Many congratulations! All the best for your move and the future. 

Sent from my SM-G900F using Tapatalk


----------



## sab82 (Nov 10, 2015)

*US PCC getting delayed*

Dear All,

I submitted my Visa application on 17-Oct-2015. I was initially contacted by a CO on Nov 6th asking for additional information - PCC for me and my wife (India and US), Medicals request and additional information on my job history.

I submitted my finger prints to FBI but it is still being processed. However, I uploaded the India PCC and also my medicals receipt along with the job related documents. In addition, I also wanted my new born baby to be included in the application. This was done by 3rd week of November.

I got another notification from a different CO on 01-Dec asking me to fill Form 1022 (for baby), baby Passport and baby birth certificate and also our US PCC. I have uploaded my baby related documents but yet to get the PCC from US. When I called FBI, they said it will take another 2 weeks for processing and another 2-4 weeks for it to reach India.

For now, I have uploaded all the proofs related to the US PCC (Finger print, application form, courier receipts etc.)

Please let me know if I need to mark the request as "Complete" in the Immiaccount or wait for CO to communicate with me.
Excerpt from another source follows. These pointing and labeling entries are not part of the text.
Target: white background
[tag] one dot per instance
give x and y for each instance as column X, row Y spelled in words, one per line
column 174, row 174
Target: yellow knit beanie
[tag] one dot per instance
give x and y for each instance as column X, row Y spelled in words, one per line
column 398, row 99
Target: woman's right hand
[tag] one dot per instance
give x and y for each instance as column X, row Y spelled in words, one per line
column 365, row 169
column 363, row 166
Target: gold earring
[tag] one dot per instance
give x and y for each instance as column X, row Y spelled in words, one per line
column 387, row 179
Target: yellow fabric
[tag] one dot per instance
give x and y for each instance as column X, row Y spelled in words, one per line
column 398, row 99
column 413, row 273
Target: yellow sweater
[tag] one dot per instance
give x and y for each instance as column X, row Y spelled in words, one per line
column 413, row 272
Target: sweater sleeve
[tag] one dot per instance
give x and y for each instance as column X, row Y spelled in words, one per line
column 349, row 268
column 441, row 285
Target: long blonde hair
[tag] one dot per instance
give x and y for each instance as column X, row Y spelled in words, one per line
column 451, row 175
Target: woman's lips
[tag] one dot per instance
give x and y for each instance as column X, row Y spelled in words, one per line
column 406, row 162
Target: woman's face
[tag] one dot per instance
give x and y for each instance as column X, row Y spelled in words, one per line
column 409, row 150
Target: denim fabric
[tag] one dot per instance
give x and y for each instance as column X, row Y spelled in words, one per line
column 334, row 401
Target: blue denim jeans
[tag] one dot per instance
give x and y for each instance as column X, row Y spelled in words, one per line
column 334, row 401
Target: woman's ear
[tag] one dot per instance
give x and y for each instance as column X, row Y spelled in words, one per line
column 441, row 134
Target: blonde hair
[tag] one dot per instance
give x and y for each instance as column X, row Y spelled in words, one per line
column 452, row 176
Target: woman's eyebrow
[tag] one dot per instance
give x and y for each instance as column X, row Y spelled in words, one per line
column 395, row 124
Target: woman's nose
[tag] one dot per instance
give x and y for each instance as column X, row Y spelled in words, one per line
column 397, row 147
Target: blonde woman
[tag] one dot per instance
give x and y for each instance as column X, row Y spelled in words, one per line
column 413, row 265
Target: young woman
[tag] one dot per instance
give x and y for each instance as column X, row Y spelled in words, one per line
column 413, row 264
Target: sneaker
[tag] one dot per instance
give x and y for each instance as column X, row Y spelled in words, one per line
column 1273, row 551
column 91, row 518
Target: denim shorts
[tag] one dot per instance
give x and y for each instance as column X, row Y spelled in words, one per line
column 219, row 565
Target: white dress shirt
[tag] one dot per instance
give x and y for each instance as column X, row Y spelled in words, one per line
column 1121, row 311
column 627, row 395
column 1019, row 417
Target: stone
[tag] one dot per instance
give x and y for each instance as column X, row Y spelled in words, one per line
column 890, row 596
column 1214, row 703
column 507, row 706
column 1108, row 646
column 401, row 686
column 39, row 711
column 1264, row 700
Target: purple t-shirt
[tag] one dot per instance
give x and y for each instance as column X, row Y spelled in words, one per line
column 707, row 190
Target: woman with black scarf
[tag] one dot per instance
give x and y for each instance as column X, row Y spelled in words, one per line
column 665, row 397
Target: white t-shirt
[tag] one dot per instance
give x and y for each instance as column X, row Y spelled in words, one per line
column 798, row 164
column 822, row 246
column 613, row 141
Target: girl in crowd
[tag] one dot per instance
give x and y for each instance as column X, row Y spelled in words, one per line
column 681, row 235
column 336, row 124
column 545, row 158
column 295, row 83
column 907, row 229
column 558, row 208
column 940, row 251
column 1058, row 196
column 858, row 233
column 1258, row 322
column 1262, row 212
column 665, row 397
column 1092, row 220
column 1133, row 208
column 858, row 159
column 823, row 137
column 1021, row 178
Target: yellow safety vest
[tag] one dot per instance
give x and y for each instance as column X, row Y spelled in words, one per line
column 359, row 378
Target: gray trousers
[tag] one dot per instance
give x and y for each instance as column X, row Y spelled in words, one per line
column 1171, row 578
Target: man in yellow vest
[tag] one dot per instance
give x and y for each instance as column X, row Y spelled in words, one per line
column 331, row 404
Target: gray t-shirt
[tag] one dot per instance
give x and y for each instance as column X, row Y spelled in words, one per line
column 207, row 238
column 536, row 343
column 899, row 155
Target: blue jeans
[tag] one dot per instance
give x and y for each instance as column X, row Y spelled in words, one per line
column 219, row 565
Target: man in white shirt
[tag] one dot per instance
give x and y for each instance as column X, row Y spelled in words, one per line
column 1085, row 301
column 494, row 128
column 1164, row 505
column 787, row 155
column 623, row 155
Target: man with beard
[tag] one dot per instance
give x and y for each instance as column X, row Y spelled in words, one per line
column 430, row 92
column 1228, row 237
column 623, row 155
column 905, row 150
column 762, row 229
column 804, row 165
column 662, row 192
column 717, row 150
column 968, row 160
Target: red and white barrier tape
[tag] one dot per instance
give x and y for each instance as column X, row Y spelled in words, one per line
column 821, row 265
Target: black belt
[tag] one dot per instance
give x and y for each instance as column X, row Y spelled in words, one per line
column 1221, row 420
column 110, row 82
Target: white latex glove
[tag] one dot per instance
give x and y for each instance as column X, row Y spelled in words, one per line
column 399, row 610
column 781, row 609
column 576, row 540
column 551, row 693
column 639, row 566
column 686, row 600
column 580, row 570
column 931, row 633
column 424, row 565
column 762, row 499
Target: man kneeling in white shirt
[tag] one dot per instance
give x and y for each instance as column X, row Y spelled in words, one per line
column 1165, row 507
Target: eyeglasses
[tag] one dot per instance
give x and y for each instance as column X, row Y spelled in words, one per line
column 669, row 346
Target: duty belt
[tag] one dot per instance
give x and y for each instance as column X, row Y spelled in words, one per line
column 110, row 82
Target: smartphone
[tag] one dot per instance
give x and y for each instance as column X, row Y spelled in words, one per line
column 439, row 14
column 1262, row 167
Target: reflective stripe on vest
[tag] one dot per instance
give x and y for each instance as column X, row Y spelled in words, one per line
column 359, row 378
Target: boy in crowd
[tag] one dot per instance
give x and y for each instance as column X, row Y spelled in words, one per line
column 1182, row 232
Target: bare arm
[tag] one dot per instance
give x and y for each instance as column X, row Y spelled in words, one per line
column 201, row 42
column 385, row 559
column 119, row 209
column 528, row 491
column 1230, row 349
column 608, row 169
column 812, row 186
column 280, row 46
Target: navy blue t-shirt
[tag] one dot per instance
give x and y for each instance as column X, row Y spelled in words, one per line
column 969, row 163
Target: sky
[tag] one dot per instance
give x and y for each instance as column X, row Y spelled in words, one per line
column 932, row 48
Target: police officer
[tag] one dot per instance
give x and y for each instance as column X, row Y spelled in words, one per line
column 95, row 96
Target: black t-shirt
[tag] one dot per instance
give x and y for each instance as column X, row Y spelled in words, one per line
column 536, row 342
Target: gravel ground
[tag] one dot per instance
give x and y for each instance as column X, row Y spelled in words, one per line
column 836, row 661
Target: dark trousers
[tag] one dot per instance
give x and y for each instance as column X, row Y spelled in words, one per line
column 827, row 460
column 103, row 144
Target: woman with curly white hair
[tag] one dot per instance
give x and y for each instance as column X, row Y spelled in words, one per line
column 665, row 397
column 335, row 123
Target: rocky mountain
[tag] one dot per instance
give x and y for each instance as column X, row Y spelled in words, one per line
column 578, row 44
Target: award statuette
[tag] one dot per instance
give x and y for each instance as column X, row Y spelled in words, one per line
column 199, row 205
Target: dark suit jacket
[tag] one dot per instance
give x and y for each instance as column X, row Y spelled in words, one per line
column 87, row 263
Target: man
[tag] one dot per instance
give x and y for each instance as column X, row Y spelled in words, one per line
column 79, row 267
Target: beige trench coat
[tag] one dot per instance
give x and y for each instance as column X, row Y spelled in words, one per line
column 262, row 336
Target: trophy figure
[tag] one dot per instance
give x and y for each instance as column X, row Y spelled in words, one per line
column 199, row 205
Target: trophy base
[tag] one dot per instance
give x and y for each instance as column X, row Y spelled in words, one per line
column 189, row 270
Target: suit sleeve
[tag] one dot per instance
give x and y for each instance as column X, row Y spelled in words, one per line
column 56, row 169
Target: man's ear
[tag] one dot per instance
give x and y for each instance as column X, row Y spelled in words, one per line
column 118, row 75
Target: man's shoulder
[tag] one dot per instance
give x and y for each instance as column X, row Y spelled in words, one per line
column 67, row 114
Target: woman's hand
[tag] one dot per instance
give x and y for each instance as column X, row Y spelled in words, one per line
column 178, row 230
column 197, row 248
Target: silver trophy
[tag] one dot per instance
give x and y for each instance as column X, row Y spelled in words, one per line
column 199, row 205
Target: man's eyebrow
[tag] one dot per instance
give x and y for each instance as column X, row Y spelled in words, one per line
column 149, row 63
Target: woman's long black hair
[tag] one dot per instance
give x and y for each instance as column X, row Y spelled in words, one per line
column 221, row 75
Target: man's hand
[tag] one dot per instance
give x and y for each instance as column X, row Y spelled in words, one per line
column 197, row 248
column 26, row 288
I was given 28 days to respond and I have provided all the information except for the US PCC.


----------



## Jeeten#80 (Mar 26, 2015)

You have done everything that you could possible do.

Just reply the CO email and inform them about the delay in getting US PCC. Also don't forget to attach copies of the receipts related to US PCC.


Also note that now the *Request Compete* button has been changed to *Information Provided*.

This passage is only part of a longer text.